Department of Statistics, University of Washington, Seattle, Washington 98195-4322, USA.
Genetics. 2012 Apr;190(4):1447-60. doi: 10.1534/genetics.111.137570. Epub 2012 Jan 31.
In both pedigree linkage studies and in population-based association studies there has been much interest in the use of modern dense genetic marker data to infer segments of gene identity by descent (ibd) among individuals not known to be related, to increase power and resolution in localizing genes affecting complex traits. In this article, we present a hidden Markov model (HMM) for ibd among a set of chromosomes and describe methods and software for inference of ibd among the four chromosomes of pairs of individuals, using either phased (haplotypic) or unphased (genotypic) data. The model allows for missing data and typing error, but does not model linkage disequilibrium (LD), because fitting an accurate LD model requires large samples from well-studied populations. However, LD remains a major confounding factor, since LD is itself a reflection of coancestry at the population level. To study the impact of LD, we have developed a novel simulation approach to generate realistic dense marker data for the same set of markers but at varying levels of LD. Using this approach, we present results of a study of the impact of LD on the sensitivity and specificity of our HMM model in estimating segments of ibd among sets of four chromosomes and between genotype pairs. We show that, despite not incorporating LD, our model has been quite successful in detecting segments as small as 10(6) bp (1 Mpb); we present also comparisons with fastIBD which uses an LD model in estimating ibd.

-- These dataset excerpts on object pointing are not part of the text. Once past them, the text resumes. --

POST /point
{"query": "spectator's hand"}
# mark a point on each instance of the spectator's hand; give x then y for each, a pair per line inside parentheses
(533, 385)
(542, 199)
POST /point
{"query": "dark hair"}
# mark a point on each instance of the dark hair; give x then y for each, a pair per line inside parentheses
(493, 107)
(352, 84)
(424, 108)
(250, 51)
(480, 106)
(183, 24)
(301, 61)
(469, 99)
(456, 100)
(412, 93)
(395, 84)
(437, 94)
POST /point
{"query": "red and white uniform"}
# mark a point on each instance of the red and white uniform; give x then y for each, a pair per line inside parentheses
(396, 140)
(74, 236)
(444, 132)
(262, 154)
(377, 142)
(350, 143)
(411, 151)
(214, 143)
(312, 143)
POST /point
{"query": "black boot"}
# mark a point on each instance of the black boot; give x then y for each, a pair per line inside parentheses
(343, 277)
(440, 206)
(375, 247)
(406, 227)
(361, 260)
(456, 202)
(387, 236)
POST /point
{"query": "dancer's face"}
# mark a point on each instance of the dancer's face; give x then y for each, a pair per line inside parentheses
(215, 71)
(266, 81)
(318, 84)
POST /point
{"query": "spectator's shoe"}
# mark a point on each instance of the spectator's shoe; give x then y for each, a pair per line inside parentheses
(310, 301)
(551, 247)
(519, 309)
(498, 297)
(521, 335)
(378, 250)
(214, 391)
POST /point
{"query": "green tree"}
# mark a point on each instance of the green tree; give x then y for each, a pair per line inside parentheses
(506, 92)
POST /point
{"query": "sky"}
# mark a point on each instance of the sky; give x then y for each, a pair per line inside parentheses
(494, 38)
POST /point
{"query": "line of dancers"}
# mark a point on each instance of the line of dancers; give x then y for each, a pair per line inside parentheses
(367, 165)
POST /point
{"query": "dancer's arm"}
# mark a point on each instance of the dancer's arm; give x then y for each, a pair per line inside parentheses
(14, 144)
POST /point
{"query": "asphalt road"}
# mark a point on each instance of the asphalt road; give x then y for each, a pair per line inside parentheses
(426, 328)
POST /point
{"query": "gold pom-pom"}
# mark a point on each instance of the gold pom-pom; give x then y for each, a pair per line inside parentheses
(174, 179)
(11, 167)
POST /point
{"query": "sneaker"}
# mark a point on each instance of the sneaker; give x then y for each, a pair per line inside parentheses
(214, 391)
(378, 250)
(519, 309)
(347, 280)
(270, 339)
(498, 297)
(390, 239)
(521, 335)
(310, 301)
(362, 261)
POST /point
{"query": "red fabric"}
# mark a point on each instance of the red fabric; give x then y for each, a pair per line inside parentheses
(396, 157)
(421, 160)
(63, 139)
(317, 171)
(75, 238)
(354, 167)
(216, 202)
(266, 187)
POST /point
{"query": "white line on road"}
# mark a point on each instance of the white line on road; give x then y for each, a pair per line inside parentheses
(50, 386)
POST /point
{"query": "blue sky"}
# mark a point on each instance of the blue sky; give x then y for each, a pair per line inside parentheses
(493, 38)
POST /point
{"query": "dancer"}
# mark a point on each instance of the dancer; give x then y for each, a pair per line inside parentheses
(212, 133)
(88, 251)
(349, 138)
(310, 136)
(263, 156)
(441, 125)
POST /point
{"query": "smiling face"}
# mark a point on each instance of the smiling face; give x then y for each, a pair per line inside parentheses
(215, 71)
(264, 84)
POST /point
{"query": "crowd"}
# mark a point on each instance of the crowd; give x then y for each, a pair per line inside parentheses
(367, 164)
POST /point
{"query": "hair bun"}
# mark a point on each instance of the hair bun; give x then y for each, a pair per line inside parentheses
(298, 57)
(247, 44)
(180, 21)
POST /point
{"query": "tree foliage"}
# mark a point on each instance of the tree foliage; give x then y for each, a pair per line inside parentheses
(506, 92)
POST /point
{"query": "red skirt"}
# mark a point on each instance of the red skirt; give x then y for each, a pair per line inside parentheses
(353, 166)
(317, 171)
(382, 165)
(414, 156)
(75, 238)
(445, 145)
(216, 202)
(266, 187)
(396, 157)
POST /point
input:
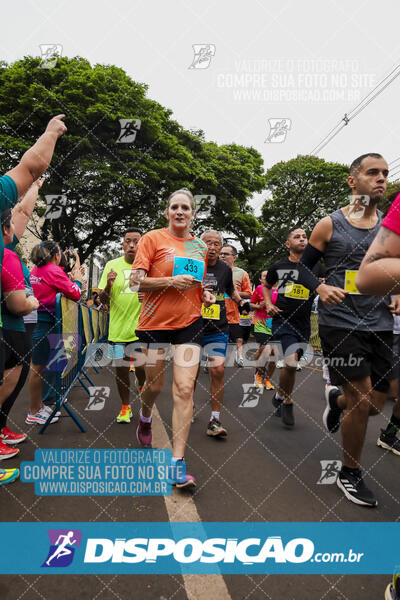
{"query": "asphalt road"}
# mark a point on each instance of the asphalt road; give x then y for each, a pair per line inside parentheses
(260, 472)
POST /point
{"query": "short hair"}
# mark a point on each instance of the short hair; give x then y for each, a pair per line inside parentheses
(185, 191)
(215, 233)
(232, 247)
(43, 253)
(356, 164)
(6, 218)
(132, 230)
(290, 231)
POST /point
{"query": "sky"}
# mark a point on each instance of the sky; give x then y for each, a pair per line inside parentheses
(277, 76)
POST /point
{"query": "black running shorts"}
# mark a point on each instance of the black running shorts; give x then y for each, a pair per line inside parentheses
(352, 355)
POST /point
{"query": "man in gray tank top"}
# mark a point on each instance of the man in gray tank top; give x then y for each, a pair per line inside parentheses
(356, 330)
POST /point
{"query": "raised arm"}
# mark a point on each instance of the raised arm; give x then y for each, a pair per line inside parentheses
(379, 273)
(36, 160)
(22, 211)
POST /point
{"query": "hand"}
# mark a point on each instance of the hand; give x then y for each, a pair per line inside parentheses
(330, 294)
(39, 182)
(111, 277)
(56, 125)
(244, 307)
(33, 303)
(395, 305)
(207, 297)
(182, 282)
(272, 310)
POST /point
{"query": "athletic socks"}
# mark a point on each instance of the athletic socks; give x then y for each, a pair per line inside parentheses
(393, 426)
(144, 419)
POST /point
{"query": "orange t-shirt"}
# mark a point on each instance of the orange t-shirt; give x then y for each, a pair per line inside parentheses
(162, 254)
(241, 281)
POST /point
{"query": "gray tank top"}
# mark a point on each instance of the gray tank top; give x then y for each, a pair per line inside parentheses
(343, 257)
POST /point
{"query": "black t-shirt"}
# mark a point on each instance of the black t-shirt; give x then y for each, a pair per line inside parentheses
(219, 282)
(294, 298)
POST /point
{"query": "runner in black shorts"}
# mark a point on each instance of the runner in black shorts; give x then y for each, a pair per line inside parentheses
(356, 330)
(215, 339)
(290, 317)
(175, 264)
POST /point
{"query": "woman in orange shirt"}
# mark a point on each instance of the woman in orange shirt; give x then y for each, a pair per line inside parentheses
(170, 265)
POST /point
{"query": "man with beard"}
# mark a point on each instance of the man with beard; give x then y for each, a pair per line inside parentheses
(356, 330)
(290, 317)
(125, 309)
(219, 282)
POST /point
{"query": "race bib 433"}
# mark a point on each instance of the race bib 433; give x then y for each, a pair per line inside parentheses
(189, 266)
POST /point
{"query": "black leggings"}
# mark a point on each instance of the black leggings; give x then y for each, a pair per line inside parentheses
(9, 402)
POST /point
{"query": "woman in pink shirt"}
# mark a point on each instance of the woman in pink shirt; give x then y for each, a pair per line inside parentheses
(263, 333)
(47, 280)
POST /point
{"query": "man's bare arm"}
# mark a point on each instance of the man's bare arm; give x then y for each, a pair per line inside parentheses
(36, 160)
(379, 273)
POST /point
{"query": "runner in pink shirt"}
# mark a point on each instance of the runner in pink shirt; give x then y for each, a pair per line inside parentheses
(263, 333)
(47, 280)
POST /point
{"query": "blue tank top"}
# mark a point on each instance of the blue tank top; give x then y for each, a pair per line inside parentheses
(343, 256)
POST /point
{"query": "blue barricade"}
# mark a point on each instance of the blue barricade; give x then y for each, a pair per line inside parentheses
(78, 327)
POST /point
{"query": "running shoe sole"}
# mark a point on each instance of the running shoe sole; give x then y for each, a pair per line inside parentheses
(5, 456)
(386, 446)
(352, 498)
(223, 433)
(12, 478)
(327, 410)
(13, 442)
(137, 437)
(187, 484)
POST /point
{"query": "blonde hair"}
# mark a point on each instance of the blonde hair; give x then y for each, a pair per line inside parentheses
(187, 193)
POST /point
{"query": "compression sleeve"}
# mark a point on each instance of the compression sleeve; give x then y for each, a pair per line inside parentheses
(309, 259)
(311, 256)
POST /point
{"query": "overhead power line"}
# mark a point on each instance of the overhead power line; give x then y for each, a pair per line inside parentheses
(378, 89)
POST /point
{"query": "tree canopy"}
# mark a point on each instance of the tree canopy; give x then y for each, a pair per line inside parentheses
(109, 184)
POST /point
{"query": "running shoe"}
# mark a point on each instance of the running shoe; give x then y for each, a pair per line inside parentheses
(49, 409)
(10, 437)
(143, 433)
(7, 452)
(287, 414)
(390, 593)
(239, 360)
(125, 414)
(8, 475)
(40, 417)
(206, 365)
(352, 485)
(332, 413)
(258, 382)
(389, 441)
(268, 384)
(277, 403)
(185, 479)
(215, 429)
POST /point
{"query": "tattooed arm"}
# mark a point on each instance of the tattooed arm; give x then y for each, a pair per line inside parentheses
(379, 273)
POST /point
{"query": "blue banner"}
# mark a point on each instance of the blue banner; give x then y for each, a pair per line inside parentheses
(81, 472)
(207, 548)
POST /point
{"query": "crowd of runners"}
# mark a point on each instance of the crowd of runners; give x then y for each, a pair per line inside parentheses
(171, 288)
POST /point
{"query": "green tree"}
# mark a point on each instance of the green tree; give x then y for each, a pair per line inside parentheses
(110, 184)
(302, 191)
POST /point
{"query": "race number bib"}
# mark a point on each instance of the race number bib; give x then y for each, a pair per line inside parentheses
(210, 312)
(189, 266)
(350, 282)
(296, 291)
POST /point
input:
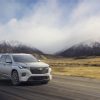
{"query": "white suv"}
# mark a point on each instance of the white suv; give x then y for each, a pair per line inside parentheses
(24, 67)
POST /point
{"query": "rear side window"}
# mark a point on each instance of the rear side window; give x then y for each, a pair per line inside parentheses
(3, 58)
(8, 58)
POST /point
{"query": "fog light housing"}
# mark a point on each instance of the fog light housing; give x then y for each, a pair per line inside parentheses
(23, 74)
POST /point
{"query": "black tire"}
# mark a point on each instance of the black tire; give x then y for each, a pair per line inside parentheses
(15, 78)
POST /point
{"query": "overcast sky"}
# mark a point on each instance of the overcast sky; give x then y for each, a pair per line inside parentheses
(50, 25)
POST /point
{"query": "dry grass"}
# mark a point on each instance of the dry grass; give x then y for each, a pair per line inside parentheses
(76, 67)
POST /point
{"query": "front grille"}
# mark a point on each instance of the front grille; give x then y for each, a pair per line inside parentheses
(37, 78)
(39, 70)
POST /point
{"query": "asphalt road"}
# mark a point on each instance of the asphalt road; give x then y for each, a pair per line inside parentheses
(60, 88)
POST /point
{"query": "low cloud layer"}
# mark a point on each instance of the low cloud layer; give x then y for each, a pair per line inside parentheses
(50, 25)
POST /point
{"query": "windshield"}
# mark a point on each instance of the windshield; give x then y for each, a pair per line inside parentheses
(24, 58)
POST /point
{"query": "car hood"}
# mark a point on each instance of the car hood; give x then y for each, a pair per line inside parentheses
(33, 64)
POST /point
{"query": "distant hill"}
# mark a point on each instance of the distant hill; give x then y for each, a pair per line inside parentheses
(17, 47)
(83, 49)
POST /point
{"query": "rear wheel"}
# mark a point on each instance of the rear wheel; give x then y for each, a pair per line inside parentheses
(15, 78)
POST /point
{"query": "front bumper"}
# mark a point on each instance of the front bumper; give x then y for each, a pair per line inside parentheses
(34, 77)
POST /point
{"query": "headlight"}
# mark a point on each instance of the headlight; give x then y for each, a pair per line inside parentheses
(22, 67)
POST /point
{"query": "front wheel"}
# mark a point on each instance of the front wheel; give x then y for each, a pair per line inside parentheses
(45, 82)
(15, 78)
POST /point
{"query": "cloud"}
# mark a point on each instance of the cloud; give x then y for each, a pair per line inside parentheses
(51, 27)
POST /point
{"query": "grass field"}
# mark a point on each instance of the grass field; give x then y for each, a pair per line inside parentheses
(89, 67)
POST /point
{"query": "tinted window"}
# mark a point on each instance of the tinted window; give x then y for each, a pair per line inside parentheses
(8, 59)
(24, 58)
(3, 58)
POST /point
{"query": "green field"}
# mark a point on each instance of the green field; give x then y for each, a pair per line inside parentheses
(87, 67)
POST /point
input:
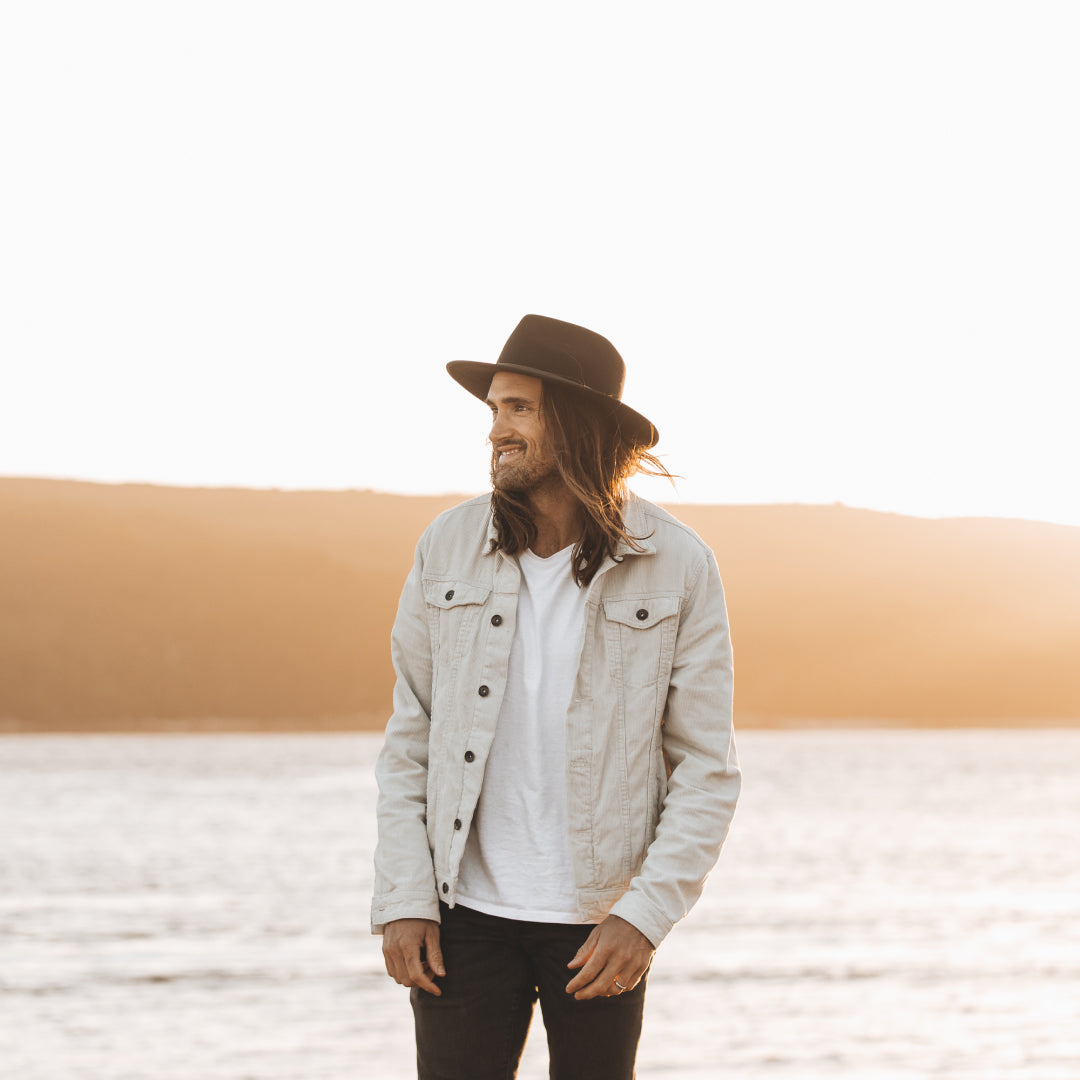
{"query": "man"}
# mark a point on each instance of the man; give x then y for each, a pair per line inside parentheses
(558, 773)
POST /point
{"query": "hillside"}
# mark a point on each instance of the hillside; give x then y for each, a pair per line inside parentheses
(145, 607)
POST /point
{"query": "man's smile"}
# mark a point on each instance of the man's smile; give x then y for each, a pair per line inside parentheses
(509, 454)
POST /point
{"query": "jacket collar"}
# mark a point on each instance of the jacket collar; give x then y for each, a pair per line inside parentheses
(633, 517)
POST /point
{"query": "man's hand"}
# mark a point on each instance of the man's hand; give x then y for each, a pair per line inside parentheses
(412, 954)
(613, 950)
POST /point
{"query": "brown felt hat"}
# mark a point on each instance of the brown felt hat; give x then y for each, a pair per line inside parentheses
(561, 352)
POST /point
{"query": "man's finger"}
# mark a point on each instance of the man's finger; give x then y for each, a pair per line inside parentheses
(602, 986)
(419, 974)
(586, 949)
(592, 968)
(433, 950)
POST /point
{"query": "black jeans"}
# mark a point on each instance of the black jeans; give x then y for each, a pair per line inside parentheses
(496, 969)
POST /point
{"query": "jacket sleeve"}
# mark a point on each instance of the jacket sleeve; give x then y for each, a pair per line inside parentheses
(704, 780)
(404, 875)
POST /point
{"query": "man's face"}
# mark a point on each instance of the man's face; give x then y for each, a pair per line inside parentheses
(522, 456)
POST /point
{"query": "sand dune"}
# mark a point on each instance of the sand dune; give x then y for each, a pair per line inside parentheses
(148, 607)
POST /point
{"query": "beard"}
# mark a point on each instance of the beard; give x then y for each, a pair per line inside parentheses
(522, 476)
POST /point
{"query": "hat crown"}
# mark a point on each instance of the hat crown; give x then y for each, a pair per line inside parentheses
(551, 347)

在系谱连锁研究和基于人群的关联研究中,人们一直对利用现代高密度遗传标记数据推断未知相关个体之间的基因同源性(ibd)片段很感兴趣,以提高定位影响复杂性状的基因的能力和分辨率。在本文中,我们提出了一种用于一组染色体之间的 ibd 的隐马尔可夫模型(HMM),并描述了使用相位(单倍型)或非相位(基因型)数据推断个体对的四条染色体之间的 ibd 的方法和软件。该模型允许存在缺失数据和分型错误,但不模拟连锁不平衡(LD),因为拟合准确的 LD 模型需要来自研究充分的人群的大样本。然而,LD 仍然是一个主要的混杂因素,因为 LD 本身反映了群体水平上的共同祖先。为了研究 LD 的影响,我们开发了一种新颖的模拟方法,为同一组标记生成具有不同 LD 水平的现实密集标记数据。使用这种方法,我们展示了对我们的 HMM 模型在估计四组染色体和基因型对之间的 ibd 片段的敏感性和特异性的 LD 影响的研究结果。我们表明,尽管没有包含 LD,但我们的模型在检测 10(6)bp(1Mpb)大小的片段方面非常成功;我们还展示了与 fastIBD 的比较,fastIBD 使用 LD 模型来估计 ibd。